Trump bounced back from the resulting business bankruptcy but for years, his career and finances were in the balance. If he had just cared about having pots of money, couldn’t he have kept the many millions he already had instead of risking it all?

It has been scientifically proven that the more people are focused on immediate material rewards – whether money or marshmallows – the less priority they attach to long-term developmental goals.

Although there is no consensus on this, some experts argue that higher pay beyond a certain point actually demotivates people.

Studies have certainly proven that employees who are intrinsically motivated by the work they do are three times more engaged than those motivated by money, regardless of pay level.

Only 4% on up-to-date software

The billion-dollar question is: how do companies intrinsically motivate employees?

Well, it certainly isn’t by using the outdated HR practices and infrastructure that many still cling to. Only 4% of organisations were on the latest version of the HR platforms they use, according to this PWC report from 2012.

A surprising number are still mired in paper-based systems and spreadsheets that gobble up valuable HR time and prove equally frustrating to employees who want speedy access to HR files and functions.

A third of organisations still toil through manual-based systems, or so revealed another survey from CoreHR.

Getting practices and infrastructure up-to-speed not only frees HR staff from mundane and time-consuming tasks, it also provides them with the right tools to engage employees.

The development of HR software has staged a quantum leap in recent years and now offers benefits so employees can be motivated and managed to the standard demanded by a skills-hungry job market.

Real-time mobile-enabled solutions foster engagement by providing the metrics to measure performances and provide timely feedback. Cloud-based SaaS solutions can provide staff with instant access to this performance feedback at the touch of a smartphone.

This creates a real sense of openness and inclusion that is far more likely to engage millennials.

Performance management with goal setting and systematic feedback can also achieve up to a 30% increase in employee effectiveness.
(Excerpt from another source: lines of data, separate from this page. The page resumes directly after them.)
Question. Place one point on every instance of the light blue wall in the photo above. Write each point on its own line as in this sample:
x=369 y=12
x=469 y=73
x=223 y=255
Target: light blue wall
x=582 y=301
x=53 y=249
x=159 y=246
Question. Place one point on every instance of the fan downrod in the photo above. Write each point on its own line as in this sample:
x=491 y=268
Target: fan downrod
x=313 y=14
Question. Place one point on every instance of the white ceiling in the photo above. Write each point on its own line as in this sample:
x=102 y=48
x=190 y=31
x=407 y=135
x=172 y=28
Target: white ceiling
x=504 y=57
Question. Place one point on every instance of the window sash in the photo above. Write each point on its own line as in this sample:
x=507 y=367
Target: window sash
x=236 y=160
Seven out of ten feel recognition is lacking

Today’s software solutions streamline the people management process from goal planning to appraisals and rewards, including the distribution of bonuses.

Integration is also key. Talent management, for example, can feed into recruitment to ensure that key competencies are available and succession-planning enabled.

The latest HR software will integrate with a host of other HR functions to ensure managers not only identify top performers but develop their skills and measure and reward them appropriately.

They can be rewarded financially but more important is their need for recognition. Seven out of ten employees don’t feel they get it and, often as a result of this, a third are already planning their departure.

Many leavers just can’t see a career path through the organisation, or they feel office politics stands in their way.

But cloud-based HR solutions can help astute managers nip this tendency in the bud by providing an insight into their goals, preferences, strengths and weaknesses.

They can then be guided, nurtured and developed to the next level in their career – to the great benefit of employers too.